Los Alpes de Albania se han convertido en parte de la conocida revista BBC Travel, Slowcomotion. Donde el lector es invitado y conectado al mundo de una manera segura y estable. Details from Malta, meetings with hospitable residents, personal stories and few stories about a misunderstood Albania.
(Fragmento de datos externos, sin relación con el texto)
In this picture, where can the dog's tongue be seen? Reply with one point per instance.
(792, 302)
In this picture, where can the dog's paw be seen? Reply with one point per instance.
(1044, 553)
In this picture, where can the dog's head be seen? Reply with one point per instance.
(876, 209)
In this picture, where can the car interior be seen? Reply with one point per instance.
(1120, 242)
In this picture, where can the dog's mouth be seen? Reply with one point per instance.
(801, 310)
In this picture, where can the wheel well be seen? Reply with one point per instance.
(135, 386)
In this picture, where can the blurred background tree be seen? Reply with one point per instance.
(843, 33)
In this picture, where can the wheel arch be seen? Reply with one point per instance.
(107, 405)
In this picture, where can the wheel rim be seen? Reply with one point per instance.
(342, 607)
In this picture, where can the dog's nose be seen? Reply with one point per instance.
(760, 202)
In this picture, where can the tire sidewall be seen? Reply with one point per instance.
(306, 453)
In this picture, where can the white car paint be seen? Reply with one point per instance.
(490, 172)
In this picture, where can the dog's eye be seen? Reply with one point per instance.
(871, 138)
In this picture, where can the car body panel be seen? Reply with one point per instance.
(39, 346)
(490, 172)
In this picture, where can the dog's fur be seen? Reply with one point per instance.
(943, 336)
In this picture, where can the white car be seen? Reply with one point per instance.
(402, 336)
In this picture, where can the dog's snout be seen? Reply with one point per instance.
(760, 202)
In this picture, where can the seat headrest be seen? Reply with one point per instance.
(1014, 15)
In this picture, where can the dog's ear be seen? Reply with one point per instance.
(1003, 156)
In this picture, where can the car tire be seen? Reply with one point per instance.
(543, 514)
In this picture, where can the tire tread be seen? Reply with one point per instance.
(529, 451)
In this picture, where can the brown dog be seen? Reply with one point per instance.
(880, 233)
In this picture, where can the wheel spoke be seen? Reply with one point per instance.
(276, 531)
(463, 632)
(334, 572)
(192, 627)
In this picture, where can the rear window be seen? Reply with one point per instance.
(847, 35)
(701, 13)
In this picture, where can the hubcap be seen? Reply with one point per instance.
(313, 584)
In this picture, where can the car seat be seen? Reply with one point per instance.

A continuación: [...]
Donde el lector es invitado y conectado al mundo de una manera segura y estable.
Details from Malta, meetings with hospitable residents, personal stories and few stories about a misunderstood Albania.
A continuación:
Caminando por los verdes valles y prados llenos de flores silvestres bajo el sol ardiente, con los Alpes albaneses subiendo alto, me golpeó la distancia completa del paisaje.
A diferencia de los resorts alpinos más famosos de Europa, no había hoteles ni ascensores.
En lugar de eso, el ambiente despertó una sorprendente sensación de aislamiento y no pudo evitar sentir que habías entrado en una habitación secreta en la parte posterior del armario.
Con la expansión del norte de Albania al sur de Kosovo y al noreste de Montenegro, los Alpes albaneses son más conocidos por sus nombres locales (Bjeshks y Nemuna).
Sin embargo, la cuestión de cómo estas pendientes de piedra caliza se tomaron su nombre inusual sigue siendo un misterio.
Según la leyenda local, el diablo escapó del infierno y creó tarjetas de glaciares empinadas en un solo mal día.
Algunos dicen que el nombre de los alpes se deriva de una mujer que maldijo a los montes mientras caminaba por ellos con sus hijos en un día caliente y no podía encontrar agua.
Otros afirman que los soldados eslavos dieron a las montañas sus nombres mientras intentaban marchar por ellas.
De alguna manera, la extraña historia de origen maya es algo como una metáfora para Albania en su conjunto.
Largamente llamada Europa de los autores de libros y guías turísticos, Albania es probablemente el país más mal entendido de Europa.
Su lenguaje es una anormalidad semántica sin familiares conocidos en la familia del idioma indoeuropeo.
Después de la Segunda Guerra Mundial, el gobernante autoritario Enver Hoxha cerró efectivamente la nación montañosa del mundo exterior durante cuatro décadas.
Prohibió la religión, los viajes y, por lo tanto, Edi Rama, el actual primer ministro del país, se vio obligado a decir que Albania fue una vez el <x0 títuloNorth European Assembly correctamentex1 título.
Durante la Guerra Fría, Hoxha convenció a la nación que el resto del mundo quería derrocar su estado comunista, por lo que llenó al país con hasta 500 mil bunkers concretos para que la gente pudiera esconderse en el caso de ataque.
Sorprendentemente, la redada comunista nunca fue parte del bloque oriental, y desde su transición a la democracia en 1991, nunca ha sido miembro de la OTAN o de la Unión Europea.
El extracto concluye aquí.